Successful networking is all about building relationships – something that takes time, courage, and commitment. It requires you go out into the world, meet people, speak with people, listen to people and share yourself. It requires you take risks and open yourself up to new ideas; prepare yourself to respect difference; and position yourself to consider undiscovered possibility. Professional organizations, mentor programs, volunteering, team projects, work groups, discussion groups, book clubs, conferences, workshops are all viable options.
In addition, in today’s world there are multiple virtual options that allow you to connect with a global audience you may not meet in person. You can join on-line communities related to your interests, comment on blog posts, participate in online discussion groups, or seek advice on LinkedIn, Twitter, Facebook or a myriad of other venues. Choose things that appeal to you, fit your lifestyle and your personality – try them out and if they don’t suit you; seek others that do. If you really can’t find something that works, you can always start something yourself. Write a blog, start a community, launch a discussion group, or form a dinner club. There are so many options.
Getting start can seem intimidating if this sort of thing is new to you. Here are a few steps that have helped us get organized:
1. Determine what you want from your networking efforts – while networks can serve multiple purposes overtime, it’s best to identify your main objective to give you focus.
2. Do a bit of research – don’t let this become such a distraction that it prevents you from getting out there, but identifying potential networking venues inside and outside your organization is helpful.
3. Ask your friends and your colleagues – they share your interests; know you as a person; and you trust them. It’s a natural place to start.
4. Jump in and try it – don’t over think it, attend with an open mind and give it a fair chance. Don’t go just once, go at least 3 times. You need data to make an informed decision and no one feels comfortable the very first time they attend something.
5. Go prepared – bring business cards and establish a goal (e.g. I will meet two new people before I leave tonight).
6. Keep an open mind – don’t judge until you have the facts to make an informed decision.
7. Don’t expect too much – relationships take time, don’t expect to accelerate the process, be realistic.
8. Participate – ask questions, show an interest, partake in the discussion, and raise your hand.
9. Converse with the intent to get to know someone – exchange conversation with the objective of getting to know someone a bit. When you see them a second time, be sure to pick up where you left off.
10. Don’t ask for things right away – it’s impolite to ask someone you barely know to help you find a new job. You can let everyone know you are looking, but let them decide if they want to offer help.
11. Be prepared to help – people are more inclined to help you if you have shown your willingness to help them. Be the first one to offer help and it is a lot easier to ask for help later.
12. Follow-up – after the event, send LinkedIn invitations to new contacts (if you had a conversation and you exchanged business cards this is perfectly appropriate).
13. Technology can help, but it is not a substitute for a relationship – whether you are connecting with people face-to-face or connecting online, trusted relationships are the key to productive networks.

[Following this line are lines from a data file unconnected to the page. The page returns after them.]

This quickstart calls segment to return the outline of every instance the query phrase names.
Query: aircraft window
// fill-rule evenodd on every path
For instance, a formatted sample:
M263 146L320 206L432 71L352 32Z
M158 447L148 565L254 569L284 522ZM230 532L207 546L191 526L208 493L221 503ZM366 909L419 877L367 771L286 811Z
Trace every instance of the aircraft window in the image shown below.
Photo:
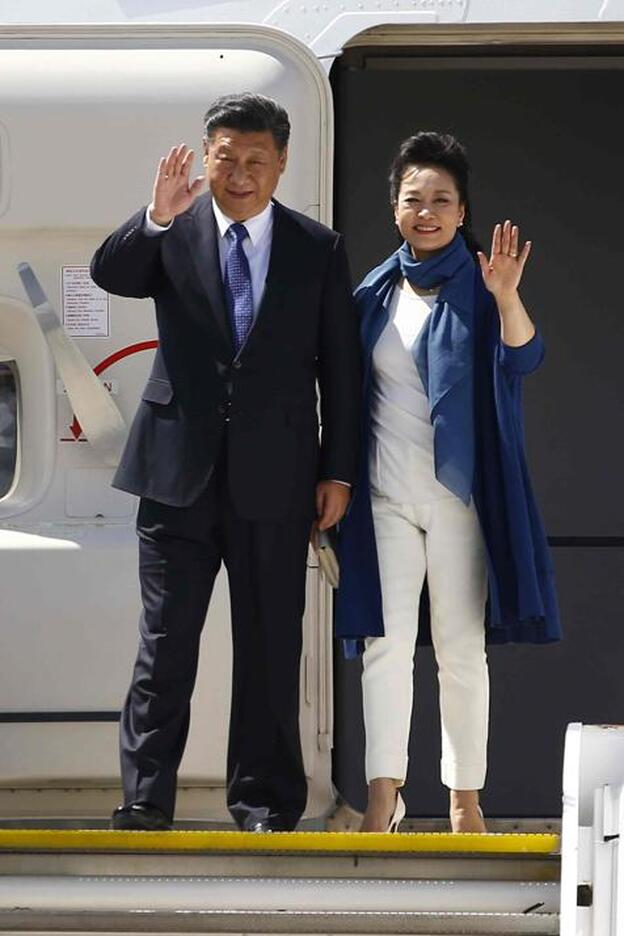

Creating a connection with people using technology is possible, but it does pose interesting challenges. Our experience tells us that any relationship develops over time. Following a blog or a discussion group and commenting often (in a substantive way), starting discussions yourself and connecting with people who comment helps you to establish your reputation as a serious professional. Offering help, connecting through LinkedIn, commented on someone’s status updates are natural moments that strengthen relationships. Having a picture on your LinkedIn profile also helps – it humanizes you.
Finally, networks work best when you start building them before you are in crisis. It’s easier to look for a job when you have one; apply the same principle to networking. Build it before you need it so you can leverage it when you do. Establishing a robust network inside and outside your organization is smart and professionally necessary. Maintaining it even when everything is going great is even smarter so you are fully prepared for the life changes that are sure to come tomorrow.